A Short Commentary On Attitudes In The Training Community

I’m *still* trying to get caught up on emails and questions from nearly a month in the field, traveling and training with you folks out there. Two huge classes in two great parts of this nation- and the fact that I’ve got an inbox the size of Grand Teton is an honor. My mission is to make you better.

With that said, I’m always interested to hear some of the feedback I get on my own attitude. For me, I’m just happy to be alive and doing what I do. But I am normally taken aback when I hear the treatment others receive. For example, I got this as part of an email inquiry about two courses:

I sit in front of a computer mostly for work and I  don’t want to fail/suck by not being physically adequate when I train with you.

To which I answered:

I will NEVER, under any circumstances, talk down to anyone who finds their own physical limits. Ever. To do so would be undermining your own development and personally I wouldn’t be doing my job. We build one another up. My job is to help train you and a major part of that is you learning where you are now and points of improvement. The fact that you’re out there training is what’s important. If you can’t tell, some of these so-called trainers I’ve heard of singling out people in class is a major pet peeve of mine. I pride myself on a positive environment and camaraderie between all of my students.
The job is to build everyone up. You know where you’re weak and it would be wrong of me to point out anyone’s faults. I had a 1SG once who confronted some mild hazing by saying “your job as NCOs is to build your teams, not break them down”. That’s an attitude that stayed with me forever.
Unfortunately every so often such an attitude manifests in the community. Its certainly a free market, and you should train where you get the most for you, but also know that there is a difference between pushing someone to their limits and being a shithead.
Go out and do good. Build one another up. We’re all we’ve got.

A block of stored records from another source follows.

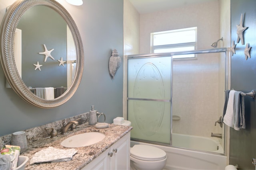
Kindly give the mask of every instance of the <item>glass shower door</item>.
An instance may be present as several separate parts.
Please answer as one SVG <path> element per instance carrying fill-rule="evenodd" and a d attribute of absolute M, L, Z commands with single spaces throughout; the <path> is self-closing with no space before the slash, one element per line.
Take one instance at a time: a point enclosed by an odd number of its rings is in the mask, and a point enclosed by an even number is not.
<path fill-rule="evenodd" d="M 170 145 L 172 57 L 133 57 L 127 62 L 131 138 Z"/>

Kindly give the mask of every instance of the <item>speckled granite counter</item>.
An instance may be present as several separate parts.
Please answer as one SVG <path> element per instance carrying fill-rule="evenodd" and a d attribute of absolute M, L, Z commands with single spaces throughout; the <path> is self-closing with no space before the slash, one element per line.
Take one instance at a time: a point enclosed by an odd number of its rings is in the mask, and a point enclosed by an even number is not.
<path fill-rule="evenodd" d="M 26 151 L 21 154 L 28 156 L 30 158 L 26 164 L 25 169 L 80 169 L 128 133 L 132 129 L 132 127 L 130 126 L 110 124 L 108 128 L 99 129 L 96 128 L 94 126 L 89 125 L 85 123 L 78 126 L 77 130 L 74 131 L 69 131 L 68 133 L 66 135 L 58 134 L 58 137 L 56 138 L 46 138 L 30 143 Z M 61 141 L 73 135 L 90 132 L 100 132 L 105 134 L 106 137 L 102 141 L 95 144 L 75 148 L 78 152 L 73 156 L 72 160 L 70 161 L 29 164 L 30 159 L 36 152 L 49 147 L 61 149 L 70 149 L 61 146 Z"/>

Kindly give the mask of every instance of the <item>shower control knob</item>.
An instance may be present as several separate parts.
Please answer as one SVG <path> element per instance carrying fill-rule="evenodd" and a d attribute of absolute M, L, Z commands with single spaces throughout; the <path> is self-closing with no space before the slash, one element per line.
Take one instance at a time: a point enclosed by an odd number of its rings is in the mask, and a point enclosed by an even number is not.
<path fill-rule="evenodd" d="M 114 152 L 115 153 L 116 153 L 117 152 L 117 149 L 113 149 L 113 152 Z"/>
<path fill-rule="evenodd" d="M 256 159 L 255 158 L 252 159 L 252 164 L 254 166 L 256 166 Z"/>

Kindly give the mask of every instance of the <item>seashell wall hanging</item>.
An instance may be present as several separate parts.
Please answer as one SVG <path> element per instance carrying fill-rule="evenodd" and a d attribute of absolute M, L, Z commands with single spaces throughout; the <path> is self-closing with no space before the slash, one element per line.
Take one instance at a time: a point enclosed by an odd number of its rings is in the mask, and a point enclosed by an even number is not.
<path fill-rule="evenodd" d="M 112 79 L 114 79 L 116 71 L 121 65 L 121 57 L 118 56 L 118 53 L 116 49 L 112 51 L 112 55 L 109 58 L 108 63 L 108 70 L 109 74 Z"/>

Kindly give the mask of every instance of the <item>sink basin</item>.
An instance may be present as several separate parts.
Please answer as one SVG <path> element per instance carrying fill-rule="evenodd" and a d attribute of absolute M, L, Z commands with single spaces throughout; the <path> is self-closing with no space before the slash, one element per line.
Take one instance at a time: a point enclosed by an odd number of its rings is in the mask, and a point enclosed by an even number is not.
<path fill-rule="evenodd" d="M 87 132 L 69 137 L 62 141 L 60 145 L 67 148 L 85 147 L 99 142 L 105 137 L 105 135 L 99 132 Z"/>

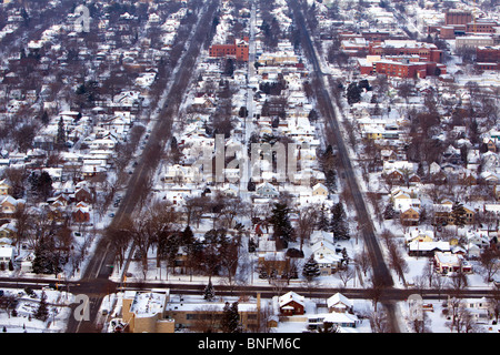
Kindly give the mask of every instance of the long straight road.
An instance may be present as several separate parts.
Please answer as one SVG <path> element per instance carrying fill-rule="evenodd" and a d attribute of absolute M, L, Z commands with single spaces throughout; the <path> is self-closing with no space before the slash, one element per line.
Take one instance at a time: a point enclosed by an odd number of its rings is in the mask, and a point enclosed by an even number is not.
<path fill-rule="evenodd" d="M 193 74 L 196 61 L 207 40 L 206 31 L 212 24 L 218 6 L 218 0 L 207 1 L 203 2 L 202 8 L 199 10 L 199 20 L 193 24 L 192 36 L 186 39 L 188 49 L 183 58 L 179 61 L 179 68 L 169 89 L 168 106 L 160 108 L 163 109 L 161 116 L 150 134 L 111 225 L 120 225 L 128 215 L 131 215 L 136 211 L 138 201 L 140 201 L 144 193 L 144 186 L 148 186 L 148 181 L 159 164 L 163 146 L 171 138 L 173 118 L 178 114 L 179 106 L 183 100 L 183 93 Z M 99 317 L 98 311 L 102 298 L 104 295 L 117 290 L 118 286 L 117 283 L 109 281 L 114 260 L 116 252 L 112 243 L 104 235 L 100 240 L 92 258 L 89 261 L 84 275 L 76 288 L 80 293 L 89 296 L 90 318 L 77 320 L 70 316 L 67 333 L 90 333 L 99 331 L 96 328 L 96 320 Z M 76 304 L 73 308 L 79 305 Z"/>
<path fill-rule="evenodd" d="M 318 60 L 318 55 L 316 53 L 311 37 L 309 34 L 302 10 L 300 9 L 300 4 L 297 1 L 289 1 L 288 4 L 293 11 L 293 18 L 298 28 L 301 29 L 300 33 L 302 34 L 303 49 L 306 54 L 308 55 L 310 63 L 313 67 L 313 74 L 318 79 L 314 81 L 318 84 L 316 85 L 316 88 L 313 88 L 316 91 L 316 98 L 318 100 L 318 106 L 322 111 L 321 113 L 326 119 L 326 123 L 329 125 L 330 131 L 332 132 L 332 136 L 327 136 L 327 140 L 332 146 L 337 146 L 338 149 L 338 154 L 340 158 L 339 170 L 341 170 L 341 172 L 346 176 L 346 189 L 351 192 L 352 202 L 358 215 L 358 221 L 361 224 L 359 233 L 363 236 L 367 250 L 370 254 L 373 283 L 377 285 L 377 287 L 392 287 L 392 276 L 384 263 L 382 251 L 376 237 L 371 216 L 368 213 L 363 195 L 361 193 L 361 190 L 359 189 L 356 179 L 356 171 L 352 168 L 349 152 L 343 141 L 332 99 L 329 91 L 326 89 L 324 74 L 321 70 L 321 65 Z M 398 322 L 392 310 L 392 304 L 386 304 L 386 307 L 389 312 L 390 317 L 393 320 L 392 329 L 393 332 L 398 333 Z"/>

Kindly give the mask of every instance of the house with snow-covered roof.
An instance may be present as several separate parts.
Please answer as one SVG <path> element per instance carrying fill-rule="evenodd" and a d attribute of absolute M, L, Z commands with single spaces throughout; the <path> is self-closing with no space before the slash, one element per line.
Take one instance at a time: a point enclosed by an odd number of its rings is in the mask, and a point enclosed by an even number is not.
<path fill-rule="evenodd" d="M 293 291 L 279 296 L 278 304 L 282 315 L 302 315 L 304 313 L 304 297 Z"/>

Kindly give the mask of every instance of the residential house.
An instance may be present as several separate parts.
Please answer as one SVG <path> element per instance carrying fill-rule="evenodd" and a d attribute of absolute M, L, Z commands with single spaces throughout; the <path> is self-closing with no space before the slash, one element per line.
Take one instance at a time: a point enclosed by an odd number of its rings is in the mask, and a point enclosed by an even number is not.
<path fill-rule="evenodd" d="M 78 187 L 74 192 L 74 202 L 92 203 L 93 194 L 88 186 Z"/>
<path fill-rule="evenodd" d="M 327 300 L 329 313 L 319 313 L 308 316 L 308 327 L 319 329 L 333 327 L 338 331 L 353 331 L 360 320 L 353 313 L 353 303 L 344 295 L 337 293 Z"/>
<path fill-rule="evenodd" d="M 412 230 L 407 233 L 406 237 L 407 245 L 411 242 L 433 242 L 434 241 L 434 232 L 432 231 L 422 231 L 419 229 Z"/>
<path fill-rule="evenodd" d="M 266 181 L 256 186 L 256 194 L 259 197 L 272 199 L 279 196 L 280 193 L 274 185 Z"/>
<path fill-rule="evenodd" d="M 434 270 L 442 275 L 456 273 L 460 270 L 467 274 L 472 273 L 471 264 L 467 262 L 460 254 L 452 254 L 450 252 L 436 252 L 433 262 Z"/>
<path fill-rule="evenodd" d="M 9 216 L 16 213 L 18 205 L 24 204 L 23 200 L 16 200 L 10 195 L 6 195 L 0 200 L 0 214 L 3 216 Z"/>
<path fill-rule="evenodd" d="M 0 180 L 0 195 L 3 195 L 3 196 L 8 195 L 9 189 L 10 189 L 10 185 L 9 185 L 9 183 L 7 183 L 7 180 L 6 179 Z"/>
<path fill-rule="evenodd" d="M 11 245 L 0 245 L 0 267 L 8 270 L 9 264 L 13 263 L 16 248 Z"/>
<path fill-rule="evenodd" d="M 304 314 L 304 297 L 290 291 L 278 297 L 278 304 L 281 315 L 302 315 Z"/>
<path fill-rule="evenodd" d="M 352 301 L 341 293 L 336 293 L 327 300 L 328 312 L 352 313 Z"/>
<path fill-rule="evenodd" d="M 84 202 L 79 202 L 71 213 L 71 216 L 77 223 L 84 223 L 90 221 L 90 209 Z"/>
<path fill-rule="evenodd" d="M 419 242 L 413 241 L 408 244 L 408 255 L 410 256 L 433 256 L 437 252 L 450 252 L 450 243 L 438 242 Z"/>
<path fill-rule="evenodd" d="M 401 224 L 404 226 L 416 226 L 419 225 L 420 221 L 420 209 L 418 207 L 409 207 L 404 211 L 401 211 L 399 214 L 399 219 Z"/>
<path fill-rule="evenodd" d="M 314 186 L 312 186 L 312 195 L 313 196 L 328 196 L 328 187 L 324 186 L 322 183 L 317 183 Z"/>
<path fill-rule="evenodd" d="M 176 322 L 166 314 L 170 291 L 147 293 L 127 291 L 123 295 L 122 318 L 129 333 L 173 333 Z"/>

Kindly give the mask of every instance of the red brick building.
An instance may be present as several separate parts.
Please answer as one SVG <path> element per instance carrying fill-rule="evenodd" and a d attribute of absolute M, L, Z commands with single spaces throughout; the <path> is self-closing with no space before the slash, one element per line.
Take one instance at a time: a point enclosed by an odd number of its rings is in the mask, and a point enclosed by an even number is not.
<path fill-rule="evenodd" d="M 466 24 L 466 32 L 470 33 L 494 33 L 496 27 L 499 24 L 496 21 L 476 21 Z"/>
<path fill-rule="evenodd" d="M 410 40 L 388 40 L 370 43 L 372 55 L 419 55 L 420 61 L 440 63 L 442 51 L 432 43 L 417 42 Z"/>
<path fill-rule="evenodd" d="M 232 44 L 213 44 L 210 47 L 209 55 L 212 58 L 234 58 L 236 60 L 248 62 L 248 38 L 234 40 Z"/>
<path fill-rule="evenodd" d="M 476 48 L 476 60 L 478 62 L 500 63 L 500 45 Z"/>
<path fill-rule="evenodd" d="M 444 13 L 444 23 L 450 24 L 467 24 L 472 21 L 472 12 L 463 10 L 449 10 Z"/>
<path fill-rule="evenodd" d="M 439 68 L 439 70 L 438 70 Z M 418 58 L 387 57 L 380 60 L 359 61 L 360 73 L 364 75 L 386 74 L 388 77 L 424 79 L 446 74 L 446 65 L 436 62 L 421 62 Z"/>

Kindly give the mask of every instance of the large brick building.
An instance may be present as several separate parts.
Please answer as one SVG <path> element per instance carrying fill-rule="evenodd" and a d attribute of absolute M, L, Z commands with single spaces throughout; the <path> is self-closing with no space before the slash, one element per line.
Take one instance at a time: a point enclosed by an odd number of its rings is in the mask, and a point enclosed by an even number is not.
<path fill-rule="evenodd" d="M 450 24 L 467 24 L 472 21 L 472 12 L 464 10 L 448 10 L 444 13 L 446 26 Z"/>
<path fill-rule="evenodd" d="M 420 61 L 437 62 L 442 60 L 442 51 L 436 44 L 412 40 L 387 40 L 370 43 L 372 55 L 418 55 Z"/>
<path fill-rule="evenodd" d="M 496 33 L 496 28 L 499 24 L 491 20 L 480 20 L 474 22 L 469 22 L 466 24 L 466 32 L 469 33 Z"/>
<path fill-rule="evenodd" d="M 248 62 L 248 38 L 234 40 L 232 44 L 213 44 L 210 47 L 209 55 L 212 58 L 234 58 L 238 61 Z"/>

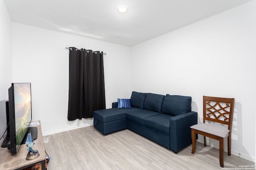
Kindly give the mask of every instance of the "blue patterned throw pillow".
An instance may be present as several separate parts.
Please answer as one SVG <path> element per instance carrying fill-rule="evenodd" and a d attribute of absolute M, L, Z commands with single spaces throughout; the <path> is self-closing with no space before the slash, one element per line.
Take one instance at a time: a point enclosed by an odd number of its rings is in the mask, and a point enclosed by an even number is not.
<path fill-rule="evenodd" d="M 131 102 L 130 99 L 117 99 L 117 108 L 131 108 Z"/>

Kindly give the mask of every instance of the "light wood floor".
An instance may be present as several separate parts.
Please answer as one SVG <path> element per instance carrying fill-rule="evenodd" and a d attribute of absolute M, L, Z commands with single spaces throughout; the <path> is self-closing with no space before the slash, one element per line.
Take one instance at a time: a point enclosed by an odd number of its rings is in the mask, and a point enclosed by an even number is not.
<path fill-rule="evenodd" d="M 52 170 L 221 170 L 219 150 L 196 143 L 177 154 L 126 129 L 104 136 L 93 126 L 46 136 Z M 36 146 L 35 146 L 36 147 Z M 255 163 L 224 152 L 224 168 Z"/>

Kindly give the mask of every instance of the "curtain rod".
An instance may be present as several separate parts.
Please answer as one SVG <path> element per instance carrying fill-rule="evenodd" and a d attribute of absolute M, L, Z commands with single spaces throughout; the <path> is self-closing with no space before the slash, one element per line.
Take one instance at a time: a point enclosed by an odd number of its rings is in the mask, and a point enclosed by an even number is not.
<path fill-rule="evenodd" d="M 69 48 L 69 47 L 66 47 L 66 49 L 70 49 L 70 50 L 72 50 L 72 48 Z M 80 49 L 76 49 L 76 51 L 78 51 L 78 50 L 79 50 L 79 51 L 81 51 L 81 50 L 80 50 Z M 89 53 L 89 51 L 88 51 L 88 50 L 86 50 L 86 51 L 87 53 Z M 92 52 L 93 52 L 93 53 L 95 53 L 95 54 L 97 54 L 97 51 L 92 51 Z M 104 54 L 104 55 L 106 55 L 107 54 L 107 53 L 103 53 L 103 54 Z"/>

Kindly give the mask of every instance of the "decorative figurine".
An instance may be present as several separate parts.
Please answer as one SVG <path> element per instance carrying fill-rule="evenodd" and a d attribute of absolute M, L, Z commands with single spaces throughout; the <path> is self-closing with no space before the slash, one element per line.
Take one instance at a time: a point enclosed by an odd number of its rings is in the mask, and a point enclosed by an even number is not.
<path fill-rule="evenodd" d="M 38 151 L 33 149 L 33 148 L 35 143 L 34 142 L 34 140 L 31 136 L 31 132 L 28 134 L 25 143 L 26 148 L 28 151 L 28 153 L 27 157 L 26 158 L 26 160 L 32 160 L 39 157 L 40 154 L 39 154 Z"/>

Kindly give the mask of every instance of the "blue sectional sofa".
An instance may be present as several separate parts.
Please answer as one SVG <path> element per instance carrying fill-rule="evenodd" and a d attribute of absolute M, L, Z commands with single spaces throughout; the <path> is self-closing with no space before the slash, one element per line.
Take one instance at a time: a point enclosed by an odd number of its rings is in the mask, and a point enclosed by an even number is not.
<path fill-rule="evenodd" d="M 192 143 L 190 127 L 197 124 L 191 100 L 133 92 L 130 108 L 118 108 L 114 102 L 112 108 L 94 111 L 94 126 L 104 135 L 128 129 L 177 153 Z"/>

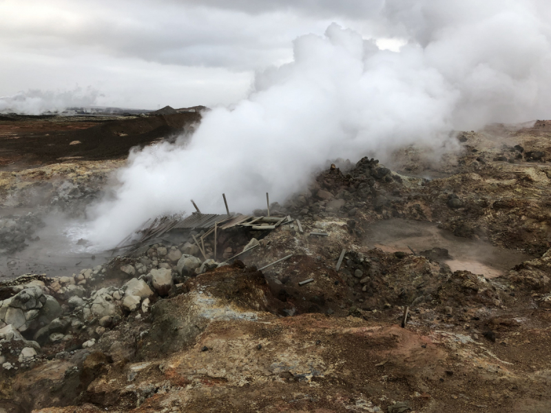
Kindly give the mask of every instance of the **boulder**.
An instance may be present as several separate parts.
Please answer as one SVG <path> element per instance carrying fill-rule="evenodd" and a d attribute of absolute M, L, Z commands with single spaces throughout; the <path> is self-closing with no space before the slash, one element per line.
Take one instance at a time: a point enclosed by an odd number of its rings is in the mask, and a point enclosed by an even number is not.
<path fill-rule="evenodd" d="M 178 260 L 176 268 L 182 275 L 189 277 L 195 274 L 195 270 L 201 266 L 201 260 L 193 255 L 183 255 Z"/>
<path fill-rule="evenodd" d="M 123 308 L 127 311 L 136 311 L 141 301 L 141 299 L 137 295 L 127 295 L 123 300 Z"/>
<path fill-rule="evenodd" d="M 201 264 L 198 270 L 196 270 L 197 274 L 202 274 L 205 271 L 213 270 L 218 266 L 218 263 L 214 260 L 207 260 Z"/>
<path fill-rule="evenodd" d="M 101 319 L 99 319 L 99 321 L 98 322 L 102 327 L 110 327 L 113 324 L 113 317 L 110 315 L 106 315 L 105 317 L 102 317 Z"/>
<path fill-rule="evenodd" d="M 152 270 L 151 282 L 159 295 L 167 295 L 174 285 L 172 271 L 166 268 Z"/>
<path fill-rule="evenodd" d="M 121 271 L 123 273 L 126 273 L 129 275 L 134 275 L 136 274 L 136 268 L 134 268 L 133 266 L 130 265 L 123 265 L 121 267 Z"/>
<path fill-rule="evenodd" d="M 21 308 L 9 307 L 6 312 L 4 322 L 6 324 L 11 324 L 14 328 L 19 330 L 25 325 L 25 313 Z"/>
<path fill-rule="evenodd" d="M 0 340 L 22 340 L 23 336 L 11 324 L 8 324 L 3 328 L 0 328 Z"/>
<path fill-rule="evenodd" d="M 167 260 L 170 261 L 171 262 L 178 262 L 178 260 L 182 257 L 182 253 L 180 252 L 180 250 L 170 250 L 168 254 L 167 254 Z"/>
<path fill-rule="evenodd" d="M 25 347 L 19 353 L 19 363 L 30 361 L 37 355 L 37 350 L 32 347 Z"/>
<path fill-rule="evenodd" d="M 325 206 L 325 212 L 338 212 L 339 209 L 344 206 L 346 203 L 346 202 L 342 199 L 329 201 Z"/>
<path fill-rule="evenodd" d="M 457 209 L 457 208 L 463 208 L 465 206 L 465 202 L 461 201 L 459 198 L 453 198 L 448 200 L 448 206 Z"/>
<path fill-rule="evenodd" d="M 12 297 L 10 306 L 21 308 L 23 311 L 41 308 L 43 302 L 45 301 L 44 293 L 40 287 L 31 287 L 19 291 Z"/>
<path fill-rule="evenodd" d="M 96 294 L 90 306 L 88 317 L 97 317 L 98 318 L 101 318 L 106 315 L 112 317 L 118 313 L 118 307 L 113 302 L 113 299 L 107 293 L 106 290 L 107 288 L 102 288 Z"/>
<path fill-rule="evenodd" d="M 69 300 L 67 301 L 67 304 L 69 305 L 70 308 L 78 308 L 79 307 L 83 306 L 85 301 L 80 297 L 76 297 L 74 295 L 69 299 Z"/>
<path fill-rule="evenodd" d="M 182 247 L 182 253 L 185 255 L 198 255 L 199 252 L 199 247 L 191 242 L 186 242 Z"/>
<path fill-rule="evenodd" d="M 45 295 L 46 301 L 40 309 L 39 322 L 44 324 L 50 324 L 52 320 L 59 317 L 63 312 L 57 300 L 51 295 Z"/>
<path fill-rule="evenodd" d="M 149 309 L 149 299 L 146 298 L 142 301 L 142 312 L 147 313 Z"/>
<path fill-rule="evenodd" d="M 251 238 L 249 243 L 245 245 L 245 248 L 243 248 L 244 251 L 246 251 L 248 249 L 251 249 L 253 246 L 256 246 L 257 245 L 260 245 L 260 242 L 258 242 L 258 240 L 256 238 Z"/>
<path fill-rule="evenodd" d="M 127 282 L 123 289 L 125 290 L 125 295 L 137 295 L 140 298 L 147 298 L 153 295 L 153 291 L 149 286 L 143 279 L 132 278 Z"/>
<path fill-rule="evenodd" d="M 318 198 L 321 198 L 322 200 L 329 200 L 333 198 L 333 194 L 331 192 L 328 191 L 324 191 L 323 189 L 320 189 L 318 191 L 318 193 L 316 193 L 316 195 L 318 196 Z"/>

14 thoughts on “A Short Commentary On Attitudes In The Training Community

  1. pnoldguy

    You mean like “ Don’t be THAT GUY”? Even called that during training. Never went back; never will.

    1. Reader

      Men with kids likely have many priorities and obligations that result in low sleep patterns and all. Lots of guys need to know they have the guts to become the weapon the need to be for their family and community / heritage.

  2. robert dyer

    Certainly has a lot of merit in my view. I always enjoy reading your articles. I
    Am a Retired/Disabled Air Force Sgt and
    Amateur Radio Operator since 1964.
    You make,a lot of sense, de wb5eat

    Get Outlook for Android


  3. Keith Burgess

    Just read your latest email on training. What everyone needs is a simple piece of hope. You seem to be able to do that in spades, thank you for encouraging use in the right way of living. Keep up the good work.

  4. Building people up is why they call it “team building”. Having been an NCO in the non-SOF side of combat arms, you learn quickly to make the best out of what you’re dealt pertaining to personnel. Everyone has value and brings something different to the team, leaders just have to be smart enough to utilize the good and develop the lacking. More than once I was given “problem children” and turned them around by not being the A-hole they were expecting. There are no bad teams, just bad leaders. I once had plans of traveling a long distance to train at a school, but once I realized how arrogant and condescending the owner was I decided against it. There are no “elite warriors” in a partisan setting, everyone has weaknesses that have to be worked around. That being said, physical fitness is undeniably important, you really can’t be in good enough shape for hard field living. Do right by yourself and your team and continually seek to improve, one day at a time. And remember that it’s hard for everyone, whether you’re a new stud or old. You’re not faulty because you hate exercising lol! I hate it too but I hate not being physically capable to do the work more.

  5. DVM

    Excellent comments Badlands Rifleman. I will add that attending Brushbeater’s classes has MOTIVATED me to get in better shape. I’ve been to 4 of them and had the honor of helping with 2 or 3. Come on out to some of these classes and experience iron sharpening iron. We can all help each other. Trust me the fellowship is synergistic. You will leave EXCITED ABOUT improving your situation and wanting to take the next class!

  6. Pingback: Build Each Other Up – FOR GOD AND COUNTRY

  7. As a former Para back in the day my mind thinks it can write checks the body cant cash, that said, i have attended several of NC Scouts classes, all commo related, and at my age of 55, with physical ailments, many .mil related, some not having led a hard, physical and young and dumb and full of $%^ life, doing stupid $%^&, i am cashing that check.

    However, in ALL of the classes i have attended, and plan to attend, not ONCE have i been on the receiving end of any put down, nor have i witnessed it, NCS is the epitome of what we called, “The Quiet Professional.”

    He could have easily been cadre at Mackall, getting troops up to speed.